February is an excellent time to cut back roses growing in your landscape. Hybrid tea and grandiflora roses, in particular, should be pruned around this time every year. Otherwise, these roses tend to become leggy, less vigorous and unattractive and do not bloom as well.
Other types of roses, such as floribunda, polyantha, landscape and everblooming old garden roses, generally require less drastic pruning. But they still benefit from pruning to improve their shape or control their size when necessary.
If you have purchased or intend to purchase new rose bushes, you don’t have to worry about pruning them. Newly purchased roses have already been pruned, and no further pruning is required.
When pruning roses, use sharp bypass-type hand pruners that make clean cuts and minimize damage to the stems. I always wear a sturdy pair of leather gloves and long sleeves because no matter how careful you are, thorny roses can painfully puncture or scratch your hands and arms. Should you need to cut canes larger than one-half inch in diameter, you should use loppers.
Pruning hybrid tea and grandiflora roses
When pruning hybrid tea and grandiflora roses, first prune out all diseased or dead canes, cutting them back to their point of origin. Weak, spindly canes the diameter of a pencil or less should also be removed the same way. A good rose bush should have four to eight strong healthy canes the diameter of your finger or larger after this first step.
The next step is to cut back the remaining canes to about 18 to 24 inches from ground level. When you prune back a cane, make the cut about one-quarter inch above a dormant bud or newly sprouted side shoot.
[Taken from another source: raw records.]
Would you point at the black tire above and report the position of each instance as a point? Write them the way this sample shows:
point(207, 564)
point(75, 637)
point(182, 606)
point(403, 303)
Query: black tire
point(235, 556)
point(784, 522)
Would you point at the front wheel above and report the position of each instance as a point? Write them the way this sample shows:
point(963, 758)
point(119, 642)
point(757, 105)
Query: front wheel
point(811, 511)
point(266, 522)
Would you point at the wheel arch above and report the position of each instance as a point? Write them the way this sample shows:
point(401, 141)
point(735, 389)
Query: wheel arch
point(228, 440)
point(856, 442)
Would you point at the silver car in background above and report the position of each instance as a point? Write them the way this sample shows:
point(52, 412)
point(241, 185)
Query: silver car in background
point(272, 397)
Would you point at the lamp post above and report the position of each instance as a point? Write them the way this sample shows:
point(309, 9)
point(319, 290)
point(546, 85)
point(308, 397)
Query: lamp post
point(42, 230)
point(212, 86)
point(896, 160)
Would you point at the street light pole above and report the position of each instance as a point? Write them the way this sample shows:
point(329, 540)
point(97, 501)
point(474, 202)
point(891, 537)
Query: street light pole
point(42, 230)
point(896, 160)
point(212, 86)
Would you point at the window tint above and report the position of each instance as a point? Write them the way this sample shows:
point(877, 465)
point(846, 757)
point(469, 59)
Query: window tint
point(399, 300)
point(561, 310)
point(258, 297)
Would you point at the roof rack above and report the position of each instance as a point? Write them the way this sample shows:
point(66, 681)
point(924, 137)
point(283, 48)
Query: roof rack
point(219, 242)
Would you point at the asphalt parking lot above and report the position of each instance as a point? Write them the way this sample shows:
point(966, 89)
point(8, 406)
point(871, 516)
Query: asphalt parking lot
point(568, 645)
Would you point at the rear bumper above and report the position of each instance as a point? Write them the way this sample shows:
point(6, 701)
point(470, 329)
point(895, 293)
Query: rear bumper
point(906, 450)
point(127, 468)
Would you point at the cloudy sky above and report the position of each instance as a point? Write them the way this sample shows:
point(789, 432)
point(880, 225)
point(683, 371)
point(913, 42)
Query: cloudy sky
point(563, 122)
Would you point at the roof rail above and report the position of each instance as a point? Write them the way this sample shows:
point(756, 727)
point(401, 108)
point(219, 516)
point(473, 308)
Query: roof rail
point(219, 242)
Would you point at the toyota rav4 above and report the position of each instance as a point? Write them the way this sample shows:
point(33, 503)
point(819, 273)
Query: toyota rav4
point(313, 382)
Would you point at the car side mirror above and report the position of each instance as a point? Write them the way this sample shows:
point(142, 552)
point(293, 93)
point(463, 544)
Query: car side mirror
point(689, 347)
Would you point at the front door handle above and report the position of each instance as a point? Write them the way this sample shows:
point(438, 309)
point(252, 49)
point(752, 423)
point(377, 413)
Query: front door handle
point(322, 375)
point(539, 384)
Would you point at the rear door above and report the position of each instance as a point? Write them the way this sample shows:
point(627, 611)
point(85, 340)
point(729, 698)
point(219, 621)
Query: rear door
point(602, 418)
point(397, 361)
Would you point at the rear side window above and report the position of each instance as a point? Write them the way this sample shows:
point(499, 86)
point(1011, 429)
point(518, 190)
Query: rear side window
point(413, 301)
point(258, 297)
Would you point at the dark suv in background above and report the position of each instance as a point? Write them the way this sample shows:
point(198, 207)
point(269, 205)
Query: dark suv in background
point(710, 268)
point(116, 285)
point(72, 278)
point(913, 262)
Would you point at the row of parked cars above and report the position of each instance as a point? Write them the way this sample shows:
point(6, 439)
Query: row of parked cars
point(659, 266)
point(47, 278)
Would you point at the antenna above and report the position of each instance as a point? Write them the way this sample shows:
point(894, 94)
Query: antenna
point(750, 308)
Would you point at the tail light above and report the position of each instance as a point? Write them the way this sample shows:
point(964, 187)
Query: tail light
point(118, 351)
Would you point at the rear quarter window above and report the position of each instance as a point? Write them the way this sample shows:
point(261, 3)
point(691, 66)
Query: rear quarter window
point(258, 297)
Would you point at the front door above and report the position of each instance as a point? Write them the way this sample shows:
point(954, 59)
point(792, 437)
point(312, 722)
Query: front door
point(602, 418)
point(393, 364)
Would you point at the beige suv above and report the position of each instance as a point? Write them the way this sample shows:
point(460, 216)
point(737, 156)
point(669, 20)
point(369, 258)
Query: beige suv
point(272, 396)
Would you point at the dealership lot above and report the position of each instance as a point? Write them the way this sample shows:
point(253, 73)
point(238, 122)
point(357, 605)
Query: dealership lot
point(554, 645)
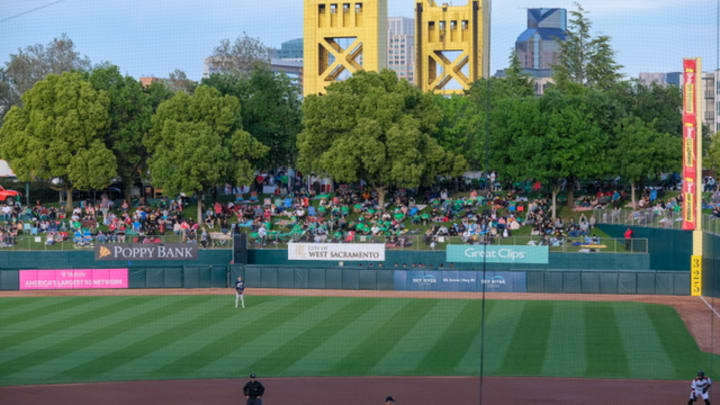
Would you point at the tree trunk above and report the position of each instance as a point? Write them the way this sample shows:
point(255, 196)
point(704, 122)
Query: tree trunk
point(127, 189)
point(201, 197)
point(68, 199)
point(381, 196)
point(571, 194)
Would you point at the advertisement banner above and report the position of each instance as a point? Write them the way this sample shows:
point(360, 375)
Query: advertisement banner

Try to cut back to buds that face outward, away from the center of the bush. The new shoot produced by the bud will grow outward, opening up the bush for light, air and orderly growth. This may seem picky, but this really does make a difference.
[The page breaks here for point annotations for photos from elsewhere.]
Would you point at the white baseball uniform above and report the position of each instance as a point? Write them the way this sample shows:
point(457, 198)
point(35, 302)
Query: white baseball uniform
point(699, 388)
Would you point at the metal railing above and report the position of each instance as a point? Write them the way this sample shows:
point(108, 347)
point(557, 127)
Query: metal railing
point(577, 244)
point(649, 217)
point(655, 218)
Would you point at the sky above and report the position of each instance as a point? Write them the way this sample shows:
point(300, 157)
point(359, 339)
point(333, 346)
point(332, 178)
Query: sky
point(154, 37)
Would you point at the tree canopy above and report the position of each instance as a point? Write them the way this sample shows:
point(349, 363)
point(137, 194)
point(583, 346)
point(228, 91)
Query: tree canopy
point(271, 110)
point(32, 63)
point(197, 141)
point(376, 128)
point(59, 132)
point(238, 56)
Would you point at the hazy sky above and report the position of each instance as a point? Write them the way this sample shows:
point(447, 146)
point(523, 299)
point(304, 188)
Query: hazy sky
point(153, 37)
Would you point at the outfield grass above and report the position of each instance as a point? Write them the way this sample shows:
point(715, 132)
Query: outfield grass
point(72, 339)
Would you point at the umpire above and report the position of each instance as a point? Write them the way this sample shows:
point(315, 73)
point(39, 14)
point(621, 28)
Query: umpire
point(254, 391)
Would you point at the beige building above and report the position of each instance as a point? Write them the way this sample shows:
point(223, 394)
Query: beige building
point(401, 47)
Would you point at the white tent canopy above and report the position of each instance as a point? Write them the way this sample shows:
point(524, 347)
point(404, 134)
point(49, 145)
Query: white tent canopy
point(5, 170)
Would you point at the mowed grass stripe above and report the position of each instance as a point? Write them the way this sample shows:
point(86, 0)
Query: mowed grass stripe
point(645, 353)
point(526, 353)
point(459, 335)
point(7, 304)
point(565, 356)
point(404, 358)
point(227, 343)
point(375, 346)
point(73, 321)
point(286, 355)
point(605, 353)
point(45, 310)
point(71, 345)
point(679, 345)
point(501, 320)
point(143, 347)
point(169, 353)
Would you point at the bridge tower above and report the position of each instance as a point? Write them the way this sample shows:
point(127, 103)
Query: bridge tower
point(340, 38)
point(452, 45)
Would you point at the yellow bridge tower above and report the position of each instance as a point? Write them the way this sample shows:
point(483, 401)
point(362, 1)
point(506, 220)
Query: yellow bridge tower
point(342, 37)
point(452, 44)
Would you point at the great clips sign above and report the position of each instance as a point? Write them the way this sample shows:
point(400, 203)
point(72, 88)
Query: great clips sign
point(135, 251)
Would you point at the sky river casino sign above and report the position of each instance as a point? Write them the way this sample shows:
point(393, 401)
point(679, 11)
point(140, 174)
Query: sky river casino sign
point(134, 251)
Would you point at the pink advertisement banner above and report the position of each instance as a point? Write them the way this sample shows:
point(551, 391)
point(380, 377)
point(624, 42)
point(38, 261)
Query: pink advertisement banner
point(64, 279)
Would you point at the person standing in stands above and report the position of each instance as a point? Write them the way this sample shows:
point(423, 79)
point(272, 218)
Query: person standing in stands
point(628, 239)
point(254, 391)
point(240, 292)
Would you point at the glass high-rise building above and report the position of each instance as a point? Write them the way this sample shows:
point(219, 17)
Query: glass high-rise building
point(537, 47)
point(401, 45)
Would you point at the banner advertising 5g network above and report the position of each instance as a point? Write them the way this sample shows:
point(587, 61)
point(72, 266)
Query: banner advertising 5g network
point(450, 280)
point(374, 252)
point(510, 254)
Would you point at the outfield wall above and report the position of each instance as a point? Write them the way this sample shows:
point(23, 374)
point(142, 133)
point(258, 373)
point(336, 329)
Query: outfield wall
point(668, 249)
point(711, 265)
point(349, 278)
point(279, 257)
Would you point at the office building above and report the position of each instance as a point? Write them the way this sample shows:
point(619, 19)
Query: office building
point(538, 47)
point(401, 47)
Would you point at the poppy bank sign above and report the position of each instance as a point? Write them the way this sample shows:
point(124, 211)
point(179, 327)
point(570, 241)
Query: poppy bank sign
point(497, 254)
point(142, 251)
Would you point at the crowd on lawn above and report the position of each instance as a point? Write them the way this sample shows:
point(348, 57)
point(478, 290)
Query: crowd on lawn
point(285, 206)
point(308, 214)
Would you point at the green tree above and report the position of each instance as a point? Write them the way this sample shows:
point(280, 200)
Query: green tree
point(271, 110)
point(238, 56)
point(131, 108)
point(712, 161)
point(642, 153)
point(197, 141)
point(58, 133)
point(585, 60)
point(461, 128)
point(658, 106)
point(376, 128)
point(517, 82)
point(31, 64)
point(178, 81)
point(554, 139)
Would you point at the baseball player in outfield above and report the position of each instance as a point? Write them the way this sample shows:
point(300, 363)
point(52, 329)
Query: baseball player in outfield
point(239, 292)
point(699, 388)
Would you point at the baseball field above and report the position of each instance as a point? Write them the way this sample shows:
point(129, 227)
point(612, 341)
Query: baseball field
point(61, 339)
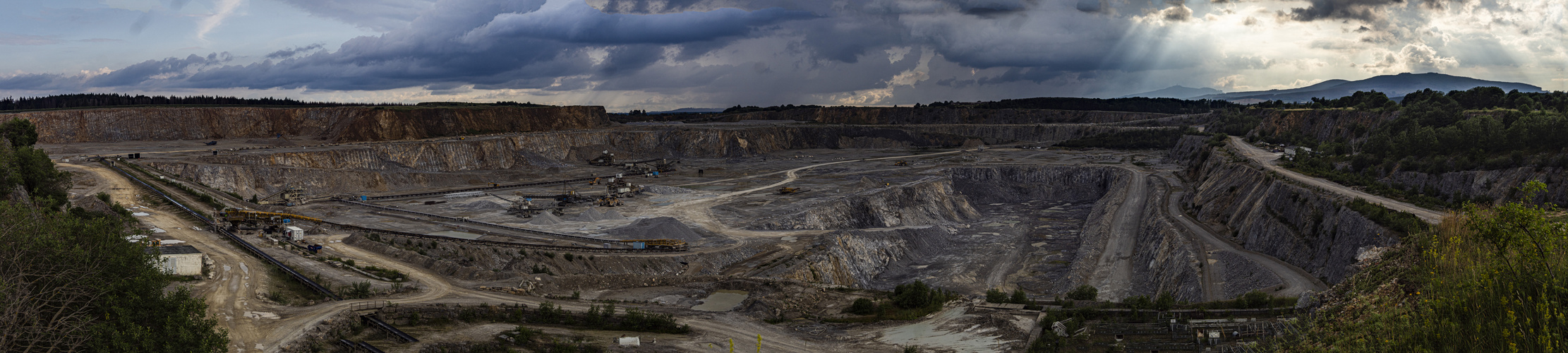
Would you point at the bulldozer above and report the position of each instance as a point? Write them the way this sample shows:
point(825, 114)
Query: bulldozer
point(608, 159)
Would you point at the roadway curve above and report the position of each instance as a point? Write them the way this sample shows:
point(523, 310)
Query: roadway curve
point(1297, 281)
point(1266, 160)
point(1114, 272)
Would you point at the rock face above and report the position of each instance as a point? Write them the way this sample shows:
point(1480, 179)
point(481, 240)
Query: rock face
point(921, 203)
point(1166, 259)
point(1496, 184)
point(866, 258)
point(356, 168)
point(941, 115)
point(1269, 215)
point(342, 124)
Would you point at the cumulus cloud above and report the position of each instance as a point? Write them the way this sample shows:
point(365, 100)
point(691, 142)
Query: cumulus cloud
point(294, 51)
point(1329, 10)
point(822, 51)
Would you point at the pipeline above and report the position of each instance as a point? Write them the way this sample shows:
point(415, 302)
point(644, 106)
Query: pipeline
point(220, 229)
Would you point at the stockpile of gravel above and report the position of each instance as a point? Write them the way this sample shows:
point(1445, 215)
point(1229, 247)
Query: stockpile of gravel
point(546, 219)
point(665, 191)
point(482, 205)
point(656, 228)
point(590, 215)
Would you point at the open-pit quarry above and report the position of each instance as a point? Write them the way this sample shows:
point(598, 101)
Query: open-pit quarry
point(753, 231)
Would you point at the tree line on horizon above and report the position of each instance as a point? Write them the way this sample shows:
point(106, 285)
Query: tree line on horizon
point(91, 100)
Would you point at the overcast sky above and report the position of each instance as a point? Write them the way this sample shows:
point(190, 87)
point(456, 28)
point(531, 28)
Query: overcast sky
point(673, 54)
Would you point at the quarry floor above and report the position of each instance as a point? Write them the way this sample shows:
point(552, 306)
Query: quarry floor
point(1021, 245)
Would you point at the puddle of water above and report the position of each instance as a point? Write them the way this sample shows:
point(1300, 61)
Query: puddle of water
point(455, 234)
point(929, 333)
point(722, 300)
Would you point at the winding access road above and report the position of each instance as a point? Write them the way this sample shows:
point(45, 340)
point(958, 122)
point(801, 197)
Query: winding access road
point(1114, 272)
point(1266, 160)
point(1294, 278)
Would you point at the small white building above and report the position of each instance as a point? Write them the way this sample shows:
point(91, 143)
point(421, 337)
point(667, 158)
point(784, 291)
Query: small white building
point(292, 233)
point(179, 259)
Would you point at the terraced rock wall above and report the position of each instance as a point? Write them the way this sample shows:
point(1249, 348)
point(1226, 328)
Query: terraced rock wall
point(344, 124)
point(1272, 215)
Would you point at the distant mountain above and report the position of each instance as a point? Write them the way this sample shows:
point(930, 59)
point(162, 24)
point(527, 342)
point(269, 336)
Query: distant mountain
point(1176, 93)
point(1393, 85)
point(689, 110)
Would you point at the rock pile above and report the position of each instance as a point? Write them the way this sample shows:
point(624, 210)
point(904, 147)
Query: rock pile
point(656, 228)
Pruning other types of roses
Everblooming old garden roses, floribunda roses, polyantha roses and landscape roses are also prune in late January or early February. These roses, in general, have more pleasing shapes without severe pruning. They are only lightly shaped under most circumstances unless there is a need to control their size.
If you need to control the size, first cut especially tall, vigorous canes back to about half the height of the rest of the bush. Then, cut back or trim less-vigorous growth to shape and reduce the overall size of the bush. Don’t forget to prune out any dead or badly diseased canes as well.
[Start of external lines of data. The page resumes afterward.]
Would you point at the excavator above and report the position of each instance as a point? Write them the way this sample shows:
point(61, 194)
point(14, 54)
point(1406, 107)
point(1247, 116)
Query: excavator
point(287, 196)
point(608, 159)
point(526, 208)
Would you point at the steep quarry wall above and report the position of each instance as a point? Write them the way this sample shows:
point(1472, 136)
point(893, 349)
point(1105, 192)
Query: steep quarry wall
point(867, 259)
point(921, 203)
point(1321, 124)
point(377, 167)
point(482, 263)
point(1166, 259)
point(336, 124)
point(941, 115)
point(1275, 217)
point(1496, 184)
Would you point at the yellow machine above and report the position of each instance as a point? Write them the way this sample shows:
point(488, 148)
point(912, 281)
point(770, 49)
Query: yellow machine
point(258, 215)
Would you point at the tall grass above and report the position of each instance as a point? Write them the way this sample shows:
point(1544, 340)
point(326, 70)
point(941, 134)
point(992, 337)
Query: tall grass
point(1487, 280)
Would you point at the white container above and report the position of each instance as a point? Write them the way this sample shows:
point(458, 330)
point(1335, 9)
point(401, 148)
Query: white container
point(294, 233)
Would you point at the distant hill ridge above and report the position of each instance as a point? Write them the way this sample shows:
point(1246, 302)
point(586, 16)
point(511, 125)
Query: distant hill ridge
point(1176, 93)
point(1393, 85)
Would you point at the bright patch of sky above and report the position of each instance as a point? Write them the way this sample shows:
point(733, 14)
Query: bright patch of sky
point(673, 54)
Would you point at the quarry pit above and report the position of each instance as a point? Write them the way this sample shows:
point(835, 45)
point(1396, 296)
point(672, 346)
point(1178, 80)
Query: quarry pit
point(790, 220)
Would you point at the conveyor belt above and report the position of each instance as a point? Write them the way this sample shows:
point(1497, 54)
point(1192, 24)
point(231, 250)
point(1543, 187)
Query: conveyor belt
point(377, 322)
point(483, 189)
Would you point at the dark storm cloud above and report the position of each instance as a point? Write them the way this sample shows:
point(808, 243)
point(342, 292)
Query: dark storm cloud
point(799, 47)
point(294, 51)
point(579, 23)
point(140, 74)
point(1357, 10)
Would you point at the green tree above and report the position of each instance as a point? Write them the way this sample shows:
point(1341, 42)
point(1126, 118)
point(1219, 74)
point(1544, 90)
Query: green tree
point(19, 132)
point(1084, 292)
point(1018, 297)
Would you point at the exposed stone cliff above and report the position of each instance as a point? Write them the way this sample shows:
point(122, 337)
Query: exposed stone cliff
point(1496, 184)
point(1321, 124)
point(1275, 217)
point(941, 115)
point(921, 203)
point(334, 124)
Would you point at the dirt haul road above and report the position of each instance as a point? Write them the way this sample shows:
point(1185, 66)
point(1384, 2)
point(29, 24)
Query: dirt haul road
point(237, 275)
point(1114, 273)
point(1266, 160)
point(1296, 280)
A simpler method is often used, particularly on the popular Knock Out rose and it’s many variations. Cut these roses back about one-third in normal circumstances. Where size control is needed – these shrubs can easily reach 6 feet tall and wide – cut the bushes back about two-thirds, but don’t cut them shorter than 18 inches from the ground.
Pruning once-blooming roses
Any roses that are not everblooming, including many climbing and rambling roses – such as Lady Banks, Dorothy Perkins, Cherokee and Blaze – and some antique varieties – such as Seven Sisters and Marie Louis – should not be pruned now. These roses produce their flowers in one big gush during late spring and early summer on growth made the previous year. Then they bear few or no flowers the rest of the year. If pruned back hard now, they will produce few, if any, flowers. If extensive pruning is necessary, it is best done in midsummer after they have finished flowering.
Pruning climbing roses and ramblers is largely determined by how large you want them to be and what type of structure they are being trained to grow on – fence, arbor, trellis, etc. Pruning, when done, is more selective and less extensive.
First, prune off any canes that are growing in the wrong way or direction, such as away from the support. This will make it easier to train the remaining canes on to the support you have provided. Next, thin out the remaining canes if needed, cutting back the oldest, woodiest canes to within a foot of the ground. Carefully remove them from the remaining growth. Finally, do any other pruning to shorten, thin out and shape the climbing rose in order to train it attractively on its support. This can be done now for everblooming climbers, but wait until midsummer after flowering for those that don’t repeat bloom.
Many nurseries already have their rose bushes in, and February is a good time to plant. Early planting allows rose bushes to become established before they begin to bloom. This increases the number and quality of flowers, and the bush is better prepared to deal with summer heat when it arrives in May. Plant roses in a sunny, well-prepared bed that has excellent drainage.